Apa yang terjadi selama beberapa minggu mendatang-termasuk keputusan suku bunga Federal Reserve pada 19 Maret, “Triple Witching” (kedaluwarsa simultan opsi saham, indeks futures dan opsi indeks yang memperkuat volatilitas) pada 21 Maret, dan penyeimbangan portofolio akhir bulan-semuanya akan sangat penting dalam menentukan apakah Bears mengarahkan saham bahkan lebih rendah dari sini.
Indeks NASDAQ 100 yang berat teknologi turun 4,3% di bawah 200-DMA pada hari Selasa, setelah memotret beruntun terpanjang kedua di atas jalur dukungan jangka panjang minggu lalu. Melanggar 5.665 pada S&P 500 – tertinggi Juli – adalah perbedaan antara ekuitas yang terjebak dalam perdagangan ke samping atau merasa lebih sakit dari sini, menurut John Kolovos, kepala strategi teknis di penasihat risiko makro.
Iklan 5
Konten artikel
“Kami bersiap untuk reli yang cukup besar,” kata Kolovos. “Tapi kecepatan penurunan kemungkinan akan meninggalkan jaringan parut,” katanya.
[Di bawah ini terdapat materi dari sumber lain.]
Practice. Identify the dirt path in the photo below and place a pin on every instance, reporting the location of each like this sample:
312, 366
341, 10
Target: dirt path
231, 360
Kepada Craig Johnson, kepala teknisi pasar di Piper Sandler, Bulls akan lebih unggul sekali lagi jika S&P 500 berada di puncak 50-DMA sekitar 5.975, yang berada lebih dari 7% di atas penutupan Selasa.
“Sentimen investor telah menjadi sangat bearish sehingga bullish,” kata Johnson. “Sungguh gila bahwa orang merasa lebih suram sekarang daripada ketika dunia ditutup selama pandemi pada tahun 2020. Ini bukan krisis.”
Pengamat bagan ingin melihat gerakan yang didukung oleh volume luas daripada hanya segelintir perusahaan yang mendorong indeks utama lebih tinggi. Indeks senjata, juga disebut indeks perdagangan jangka pendek, atau TRIN, membandingkan jumlah saham yang maju dan menurun dengan volume maju dan menurun.
Bacaan di atas 2,0 dalam pengukur adalah tanda bahwa investor membuang ekuitas, sementara mereka yang di bawah 0,5 menunjukkan ada lebih banyak permintaan untuk saham, kata Todd Sohn, Direktur Pelaksana ETF dan Strategi Teknis di Strategas Securities. Setelah penjualan hari Selasa, ia duduk di 0,8, yang berarti pertarungan lain dari penjualan mungkin dekat sebelum pasar siap untuk rebound nyata.